Psoralens Plus UV (320-400nm)PUVA is the classic treatment in the early stages of lymphatic disease.20,29–34 Usually, the patient starts with 2 to 3 weekly sessions, with the interval between sessions being reduced according to response. There is no consensus about whether it is necessary to follow a maintenance regimen once CR has been achieved.35 In a study of 82 patients with MF in the form of superficial plaques and/or palpable plaques, CR was obtained in 65% and PR in 30%, with a mean response duration of 43 months.28 Chronic actinic damage was observed in 10% of the patients, with the appearance of carcinomas in 6 patients: 3 with basal cell carcinoma and 3 with squamous cell carcinoma. Although there are studies that show a statistically significant increase in carcinogenesis, including melanoma, we believe that this risk is more theoretical than real, at least in this group of patients. According to the most recent studies, the disease-free interval is related to a higher cumulative dose of PUVA and longer treatment times.27,35 Although late recurrences are seen, between 30% and 50% of patients in stages IA, IB, and IIA can maintain CR for periods of up to 10 years. The disease-free survival at 5 and 10 years for patients in stage IA was 56% and 30%, respectively. For those patients in stages IB/IIA, 5- and 10-year disease-free survival was 74% and 50%, respectively. However, the overall survival did not vary significantly between those with recurrences and those without.

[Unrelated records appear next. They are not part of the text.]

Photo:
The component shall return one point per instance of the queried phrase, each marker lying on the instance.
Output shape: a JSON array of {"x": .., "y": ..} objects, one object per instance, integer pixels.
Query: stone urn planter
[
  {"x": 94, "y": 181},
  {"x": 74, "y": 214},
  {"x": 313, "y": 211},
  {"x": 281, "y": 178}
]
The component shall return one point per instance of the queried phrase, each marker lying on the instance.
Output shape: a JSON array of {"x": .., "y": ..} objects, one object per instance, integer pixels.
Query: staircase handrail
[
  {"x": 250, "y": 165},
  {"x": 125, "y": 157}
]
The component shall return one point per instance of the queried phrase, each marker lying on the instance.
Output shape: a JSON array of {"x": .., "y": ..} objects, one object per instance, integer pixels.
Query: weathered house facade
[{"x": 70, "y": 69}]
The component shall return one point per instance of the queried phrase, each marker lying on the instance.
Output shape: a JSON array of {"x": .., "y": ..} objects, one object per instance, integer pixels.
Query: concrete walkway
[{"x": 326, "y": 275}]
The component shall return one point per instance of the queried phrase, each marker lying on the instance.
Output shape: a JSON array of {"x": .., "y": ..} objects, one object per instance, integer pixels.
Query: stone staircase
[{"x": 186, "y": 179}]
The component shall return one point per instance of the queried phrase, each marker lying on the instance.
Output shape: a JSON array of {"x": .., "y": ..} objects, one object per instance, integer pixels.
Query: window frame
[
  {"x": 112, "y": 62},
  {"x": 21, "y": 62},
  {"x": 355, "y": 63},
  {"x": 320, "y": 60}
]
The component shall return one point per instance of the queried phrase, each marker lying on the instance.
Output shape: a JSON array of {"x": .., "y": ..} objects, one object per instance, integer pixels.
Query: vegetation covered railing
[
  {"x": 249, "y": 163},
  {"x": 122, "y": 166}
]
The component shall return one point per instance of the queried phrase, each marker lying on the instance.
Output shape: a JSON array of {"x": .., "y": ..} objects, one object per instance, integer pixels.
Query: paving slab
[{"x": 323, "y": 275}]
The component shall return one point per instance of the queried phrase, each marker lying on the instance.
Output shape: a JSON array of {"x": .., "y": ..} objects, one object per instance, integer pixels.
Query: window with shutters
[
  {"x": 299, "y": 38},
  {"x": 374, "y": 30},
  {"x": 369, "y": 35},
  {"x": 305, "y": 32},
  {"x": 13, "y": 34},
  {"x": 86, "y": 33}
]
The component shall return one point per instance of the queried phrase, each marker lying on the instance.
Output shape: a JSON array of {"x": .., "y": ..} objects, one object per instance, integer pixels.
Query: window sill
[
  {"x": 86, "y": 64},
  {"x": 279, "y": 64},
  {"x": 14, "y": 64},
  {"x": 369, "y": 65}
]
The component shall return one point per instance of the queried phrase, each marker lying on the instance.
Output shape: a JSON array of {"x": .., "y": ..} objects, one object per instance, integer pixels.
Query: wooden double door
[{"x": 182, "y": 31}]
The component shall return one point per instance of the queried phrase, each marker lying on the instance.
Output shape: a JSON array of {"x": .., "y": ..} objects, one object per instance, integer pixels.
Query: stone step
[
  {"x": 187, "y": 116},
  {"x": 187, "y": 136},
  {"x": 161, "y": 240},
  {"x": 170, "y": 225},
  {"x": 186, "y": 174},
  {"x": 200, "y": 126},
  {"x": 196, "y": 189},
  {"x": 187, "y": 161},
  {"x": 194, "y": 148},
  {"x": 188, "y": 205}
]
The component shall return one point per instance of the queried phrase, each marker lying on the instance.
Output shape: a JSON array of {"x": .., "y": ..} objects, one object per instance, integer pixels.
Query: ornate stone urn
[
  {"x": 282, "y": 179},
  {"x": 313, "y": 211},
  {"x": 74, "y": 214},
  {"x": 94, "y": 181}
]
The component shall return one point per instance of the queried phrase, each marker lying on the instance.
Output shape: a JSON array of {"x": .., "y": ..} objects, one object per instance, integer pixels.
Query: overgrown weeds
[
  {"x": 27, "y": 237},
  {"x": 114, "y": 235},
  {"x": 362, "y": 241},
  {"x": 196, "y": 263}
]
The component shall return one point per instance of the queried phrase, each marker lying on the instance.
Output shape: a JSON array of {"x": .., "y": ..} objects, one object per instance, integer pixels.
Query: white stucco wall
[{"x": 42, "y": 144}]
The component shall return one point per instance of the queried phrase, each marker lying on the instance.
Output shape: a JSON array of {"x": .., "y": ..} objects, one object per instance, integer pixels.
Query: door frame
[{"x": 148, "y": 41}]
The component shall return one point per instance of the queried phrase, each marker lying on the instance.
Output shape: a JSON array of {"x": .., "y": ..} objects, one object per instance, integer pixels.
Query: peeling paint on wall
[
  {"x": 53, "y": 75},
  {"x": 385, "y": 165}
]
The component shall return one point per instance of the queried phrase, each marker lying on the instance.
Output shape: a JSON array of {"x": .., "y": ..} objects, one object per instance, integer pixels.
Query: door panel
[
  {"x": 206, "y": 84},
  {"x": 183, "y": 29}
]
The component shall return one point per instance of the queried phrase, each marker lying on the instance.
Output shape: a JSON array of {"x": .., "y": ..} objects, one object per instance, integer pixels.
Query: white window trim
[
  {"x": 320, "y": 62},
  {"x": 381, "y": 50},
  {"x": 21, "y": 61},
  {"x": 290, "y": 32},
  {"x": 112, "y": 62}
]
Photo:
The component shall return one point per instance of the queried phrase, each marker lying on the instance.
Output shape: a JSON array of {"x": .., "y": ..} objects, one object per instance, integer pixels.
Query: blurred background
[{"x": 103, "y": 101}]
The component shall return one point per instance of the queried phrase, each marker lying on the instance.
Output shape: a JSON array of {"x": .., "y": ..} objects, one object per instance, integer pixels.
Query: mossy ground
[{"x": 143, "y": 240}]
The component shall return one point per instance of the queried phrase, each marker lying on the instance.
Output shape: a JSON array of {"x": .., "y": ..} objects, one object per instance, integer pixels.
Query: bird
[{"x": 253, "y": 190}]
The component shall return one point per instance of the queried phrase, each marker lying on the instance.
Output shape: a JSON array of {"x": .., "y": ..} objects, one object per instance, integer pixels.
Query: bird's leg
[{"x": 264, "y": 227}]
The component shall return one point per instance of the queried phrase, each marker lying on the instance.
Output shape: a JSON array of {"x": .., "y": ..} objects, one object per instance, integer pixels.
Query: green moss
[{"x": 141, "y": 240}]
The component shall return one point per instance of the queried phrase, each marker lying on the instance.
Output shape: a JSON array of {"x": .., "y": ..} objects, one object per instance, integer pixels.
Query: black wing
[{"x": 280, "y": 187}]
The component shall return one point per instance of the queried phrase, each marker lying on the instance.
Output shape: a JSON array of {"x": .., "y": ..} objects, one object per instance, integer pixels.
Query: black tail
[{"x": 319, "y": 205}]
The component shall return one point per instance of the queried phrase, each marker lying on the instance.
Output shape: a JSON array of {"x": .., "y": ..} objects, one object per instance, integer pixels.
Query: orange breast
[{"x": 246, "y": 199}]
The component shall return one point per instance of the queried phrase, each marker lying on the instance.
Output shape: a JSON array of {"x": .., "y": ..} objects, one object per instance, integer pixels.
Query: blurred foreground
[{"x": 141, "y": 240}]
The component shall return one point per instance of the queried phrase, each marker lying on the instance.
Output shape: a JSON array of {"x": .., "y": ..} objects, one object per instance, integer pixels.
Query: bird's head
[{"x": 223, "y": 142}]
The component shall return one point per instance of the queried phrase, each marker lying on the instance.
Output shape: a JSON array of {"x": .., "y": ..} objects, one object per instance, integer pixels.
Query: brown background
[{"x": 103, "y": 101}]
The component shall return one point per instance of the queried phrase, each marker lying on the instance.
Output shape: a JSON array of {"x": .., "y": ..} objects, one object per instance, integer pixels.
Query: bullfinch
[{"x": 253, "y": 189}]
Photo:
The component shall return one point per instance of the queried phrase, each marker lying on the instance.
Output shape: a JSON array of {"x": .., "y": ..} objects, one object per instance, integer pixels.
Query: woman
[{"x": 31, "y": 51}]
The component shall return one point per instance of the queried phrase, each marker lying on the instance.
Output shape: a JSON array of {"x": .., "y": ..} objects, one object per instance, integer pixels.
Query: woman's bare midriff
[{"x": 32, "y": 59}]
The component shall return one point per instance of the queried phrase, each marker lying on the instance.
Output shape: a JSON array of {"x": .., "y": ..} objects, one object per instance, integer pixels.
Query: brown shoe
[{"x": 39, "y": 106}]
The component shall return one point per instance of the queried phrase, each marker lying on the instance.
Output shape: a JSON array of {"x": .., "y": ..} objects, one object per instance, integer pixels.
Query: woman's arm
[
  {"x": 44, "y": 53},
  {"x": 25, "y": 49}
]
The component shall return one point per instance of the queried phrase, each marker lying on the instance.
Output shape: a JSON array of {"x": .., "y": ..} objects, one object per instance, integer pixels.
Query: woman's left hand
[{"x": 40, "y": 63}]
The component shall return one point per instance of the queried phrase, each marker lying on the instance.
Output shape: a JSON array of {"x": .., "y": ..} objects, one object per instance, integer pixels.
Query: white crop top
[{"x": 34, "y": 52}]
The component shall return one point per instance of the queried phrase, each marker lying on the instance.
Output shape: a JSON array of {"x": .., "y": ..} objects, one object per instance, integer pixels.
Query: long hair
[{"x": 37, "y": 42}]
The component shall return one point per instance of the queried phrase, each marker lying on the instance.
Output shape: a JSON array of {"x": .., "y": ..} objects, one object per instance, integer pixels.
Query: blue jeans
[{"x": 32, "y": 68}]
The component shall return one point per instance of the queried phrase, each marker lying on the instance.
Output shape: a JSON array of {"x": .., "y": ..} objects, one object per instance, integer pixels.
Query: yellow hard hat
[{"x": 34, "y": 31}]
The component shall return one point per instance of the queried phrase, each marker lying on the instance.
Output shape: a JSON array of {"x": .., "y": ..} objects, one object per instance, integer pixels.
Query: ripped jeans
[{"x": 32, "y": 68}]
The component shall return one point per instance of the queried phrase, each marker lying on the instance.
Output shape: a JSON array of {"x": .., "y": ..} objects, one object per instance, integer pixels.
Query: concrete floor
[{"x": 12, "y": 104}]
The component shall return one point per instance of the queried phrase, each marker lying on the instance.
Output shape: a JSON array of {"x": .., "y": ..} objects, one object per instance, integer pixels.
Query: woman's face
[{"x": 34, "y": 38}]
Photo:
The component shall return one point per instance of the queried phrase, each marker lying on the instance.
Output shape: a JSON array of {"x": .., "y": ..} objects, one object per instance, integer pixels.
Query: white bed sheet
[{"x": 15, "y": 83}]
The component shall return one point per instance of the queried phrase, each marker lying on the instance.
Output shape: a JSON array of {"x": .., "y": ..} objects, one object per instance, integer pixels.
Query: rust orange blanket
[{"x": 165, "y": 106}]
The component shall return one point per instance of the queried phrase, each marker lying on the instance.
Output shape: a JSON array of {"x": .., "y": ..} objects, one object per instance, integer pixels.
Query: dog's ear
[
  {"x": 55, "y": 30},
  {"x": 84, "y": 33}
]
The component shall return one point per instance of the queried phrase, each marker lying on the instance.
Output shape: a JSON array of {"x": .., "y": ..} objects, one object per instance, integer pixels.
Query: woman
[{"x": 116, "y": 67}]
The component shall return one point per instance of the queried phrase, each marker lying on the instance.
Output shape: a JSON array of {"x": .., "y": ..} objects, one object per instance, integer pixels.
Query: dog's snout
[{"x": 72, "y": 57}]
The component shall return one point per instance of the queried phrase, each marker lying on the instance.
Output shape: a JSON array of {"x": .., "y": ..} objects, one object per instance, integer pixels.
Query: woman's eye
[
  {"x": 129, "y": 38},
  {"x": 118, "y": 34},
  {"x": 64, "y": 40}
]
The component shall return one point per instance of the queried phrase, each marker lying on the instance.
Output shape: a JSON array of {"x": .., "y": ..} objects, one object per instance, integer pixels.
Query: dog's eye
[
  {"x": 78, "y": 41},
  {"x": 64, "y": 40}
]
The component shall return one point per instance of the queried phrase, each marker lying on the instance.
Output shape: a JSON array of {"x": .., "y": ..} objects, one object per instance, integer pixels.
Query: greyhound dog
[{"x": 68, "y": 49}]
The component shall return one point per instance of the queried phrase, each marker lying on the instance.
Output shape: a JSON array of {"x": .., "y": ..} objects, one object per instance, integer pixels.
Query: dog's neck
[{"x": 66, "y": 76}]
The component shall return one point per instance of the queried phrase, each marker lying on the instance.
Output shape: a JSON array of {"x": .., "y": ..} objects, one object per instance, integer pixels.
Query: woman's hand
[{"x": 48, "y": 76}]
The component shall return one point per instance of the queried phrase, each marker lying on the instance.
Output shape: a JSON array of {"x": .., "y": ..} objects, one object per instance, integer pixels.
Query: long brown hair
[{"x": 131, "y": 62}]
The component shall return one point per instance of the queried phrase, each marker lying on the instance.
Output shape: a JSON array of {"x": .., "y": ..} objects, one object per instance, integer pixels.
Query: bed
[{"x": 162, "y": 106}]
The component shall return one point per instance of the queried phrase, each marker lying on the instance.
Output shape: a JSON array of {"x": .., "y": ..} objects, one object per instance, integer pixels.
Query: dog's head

Others Types of Phototherapy- -
Extracorporeal photopheresis.36–39 In a modification of PUVA, after ingestion of psoralen, circulating mononuclear cells from the patient are exposed to UV-A. The main drawback of this approach is the high cost and, in addition, efficacy is no better than other treatments. The best responses are obtained in patients with early-stage SS who have normal CD8 counts and have not received prior aggressive therapies.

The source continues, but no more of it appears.